Distance = $v$ times $t$...

Note that the derivation is an estimate: just like $v$ has a distribution, so will $\lambda$

 

[fxdung]

If v and t are independent values then the mean value of the product equals product of the mean values, But why we know that they are independent value(Why probability of product equals product of probabilities of v and t)?

 

[BvU]

They are clearly not independent $t\propto {1\over v}$

Note that the derivation is an estimate: Main takeaway is to show that $\lambda >> d$

 

[fxdung]

In Classical Physics we calculate all mean values as calculating the values!Why?

 

[BvU]

Maybe because it's good enough ?

 

[fxdung]

It seems clear for the transition from Quantum Mechanics to Classical Physics(the uncertainty is able to omit in Classical Physics).But how about Classical Statistics Mechanics?Can we omit the error deviating from the mean values?

 

[BvU]

That's so general a question I don't feel qualified to answer. @vela ? @vanhees71 ?

 

[vanhees71]

The idea that always $\langle f(\vec{x},\vec{p}) \rangle=f(\langle \vec{x} \rangle,\langle \vec{p}$, \rangle) is obviously WRONG.

Take an ideal gas in the classical limit.
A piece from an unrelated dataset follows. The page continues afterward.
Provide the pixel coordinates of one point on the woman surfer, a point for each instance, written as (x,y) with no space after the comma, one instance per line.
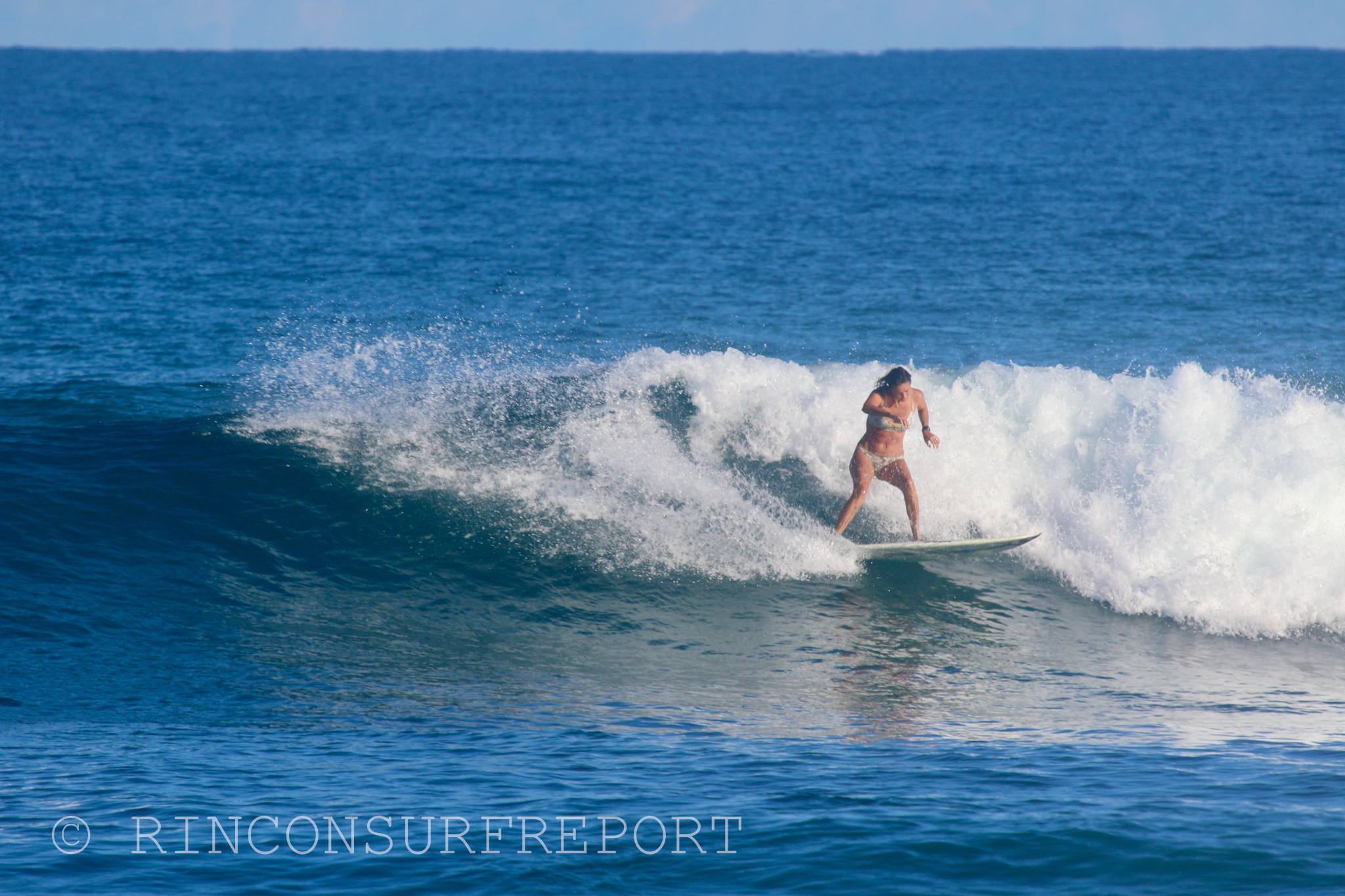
(880,452)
Then the phase-space distribution function is given by the Maxwell-Boltzmann distribution,
$$\frac{\mathrm{d} N}{\mathrm{d}^3 x \mathrm{d}^3 p}=\frac{1}{(2 \pi \hbar)^3} \exp\left (-\frac{\vec{p}^2}{2m k T} \right)=f(\vec{x},\vec{p}).$$
The average momentum is obviously
$$\langle \vec{p} \rangle=\frac{1}{Z} V \int_{\mathbb{R}^3} \mathrm{d}^3 p \vec{p} f(\vec{p})=0$$
but
$$\langle \vec{p}^2 \rangle=2m \langle E \rangle=3m k T \neq \langle \vec{p} \rangle^2.$$

 

[fxdung]

If all physical values >0, then in thermodynamic limit,the mean value of function of variables is equal the function of mean values of the variables?